Hematopoietic processes, especially megakaryocytopoiesis and thrombopoiesis, are highly sensitive to extracellular oxidative stresses such as ionizing radiation and chemotherapeutic agents. This study examined the terminal maturation of megakaryocytes and platelet production in hematopoietic stem/progenitor cells (HSPCs) exposed to ionizing radiation. Highly purified CD34(+) cells derived from human placental/umbilical cord blood were exposed to X rays (2 Gy, 150 kVp, 20 mA; 0.5-mm aluminum and 0.3-mm copper filters) at a dose rate of approximately 1 Gy/min and then cultured in a serum-free medium supplemented with thrombopoietin and interleukin-3. The number of cells generated from X-irradiated CD34(+) cells decreased with the time in culture. However, the fraction of CD34(+)Tie-2(+) and CD41(+)Tie-2(+) cells among the total cells generated from X-irradiated cells increased significantly in comparison to nonirradiated controls on day 7. In addition, the CD42a(+) particles, which appeared to be platelets, generated from the X-irradiated HSPCs appeared to be normal.

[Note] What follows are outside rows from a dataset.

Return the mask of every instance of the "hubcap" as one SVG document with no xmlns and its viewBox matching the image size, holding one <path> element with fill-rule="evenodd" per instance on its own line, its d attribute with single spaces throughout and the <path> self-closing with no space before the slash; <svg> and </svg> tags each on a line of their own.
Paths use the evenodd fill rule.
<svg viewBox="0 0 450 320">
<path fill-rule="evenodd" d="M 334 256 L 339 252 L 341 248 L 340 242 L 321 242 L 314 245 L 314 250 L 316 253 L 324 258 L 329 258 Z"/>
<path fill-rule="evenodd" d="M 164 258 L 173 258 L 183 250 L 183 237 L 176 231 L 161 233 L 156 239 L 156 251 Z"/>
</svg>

Quantitative real-time reverse transcriptase-polymerase chain reaction analysis of the expression of various genes in cells harvested from the cultures showed that the early hematopoiesis-related genes FLI1, HOXB4 and Tie-2, the cytokine receptor genes KIT and IL3RA, and the oxidative stress-related genes HO1 and NQO1 were upregulated on day 7. These results suggest that normal terminal maturation of megakaryocytes and platelet production occur in residual HSPCs after exposure to ionizing radiation despite the adverse effect of radiation on proliferation and differentiation of HSPCs. Ionizing radiation may have the potential to promote both megakaryocytopoiesis and thrombopoiesis.